Monday, September 5, 2011

Animoto Video - Extreme Tourism in Afghanistan


This video represents my time in Afghanistan a few years ago as an "extreme tourist" delivering cash to small villages within the vicinity of Kabul. We were pleased to land in situations where we'd be met, and then to visit landmarks along the way.

Web 2.0 - Springnote

If any of you tend to spend time at multiple terminals (PCs, laptops, workstations, handhelds) during a typical week, and just also happen to be writing a paper by yourself or as part of collaboration, then you just might be interested in

Springnote.com

You can set a workspace to maintain a running collections of citations and notes on a matter (or several) or open up an account for several people in order to enable a group effort. One of the best parts is that an account includes 2 GB of FREE ONLINE STORAGE. This seems to be yet another way around paying for a flash drive.

Engineer the Future

 
I sifted through the TED talks for nearly a week looking for someone who saw the future as an entity that is NOT to be embraced passively, but as a destiny that might be engineered into existence. Dr. Bruce Bueno de Mesquita is a professor at NYU whose predictions have been proven more 90% correct by the CIA. In summary:
Game theory can be used to predict future events.
Pay attention to all the players influencing an outcome.
There are approximately 120 thought leaders influencing each of Obama’s decisions, for instance.
Note that people tend to look out for themselves, as a function of their choices, values, and beliefs.
If you can predict what will happen, then you can engineer the future.

Sunday, September 4, 2011

A Different Perspective on the Future

Today I re-read a book by William Halal, “Technology’s Promise”, and was impressed that many of his futuring concepts can conceptually be reduced into a form of  answers to present-day needs.  Many of us are huge fans of science fiction and maintain a train of thought that travels well into the next decade.  However, we typically won’t have a clue as to the next social paradigm shift. For instance, in 1879, the administrators of the five boroughs of New York City were hugely concerned that within another ten years the city streets would be covered in twenty-foot piles of horse manure. Of course, good German engineering resulted in the internal combustion engine and that concern conveniently went by the wayside.

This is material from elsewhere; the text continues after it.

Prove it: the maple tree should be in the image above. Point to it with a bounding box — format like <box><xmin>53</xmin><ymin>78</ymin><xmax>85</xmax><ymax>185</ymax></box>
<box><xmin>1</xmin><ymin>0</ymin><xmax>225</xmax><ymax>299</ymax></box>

On page 22 of “Technology’s Promise” there’s a blurb concerning an increasing need for desalination, and this might turn out to be a non-event in the future. Already, I’ve toured a desalination plant in Kuwait City that supplies all the water needs for the entire nation. This is done by way of a large-scale, low-tech process of heating water from the Arabian Gulf and then collecting and condensing the steam. Of course, fuel in Kuwait City costs the equivalent of 20 cents per gallon, but what if we altered the process slightly and used solar heating instead? What if we heated the water by way of a particular FM radio frequency that boiled the water at almost no cost? Often, real breakthroughs are accomplished by combining technologies that no one had imagined belonging together.

The way for us to slay society’s dragons might actually be more straightforward than we had imagined. What if people turned off their diversions for a few hours per week and worked together in virtual communities of interest? Would that be the participative society we want?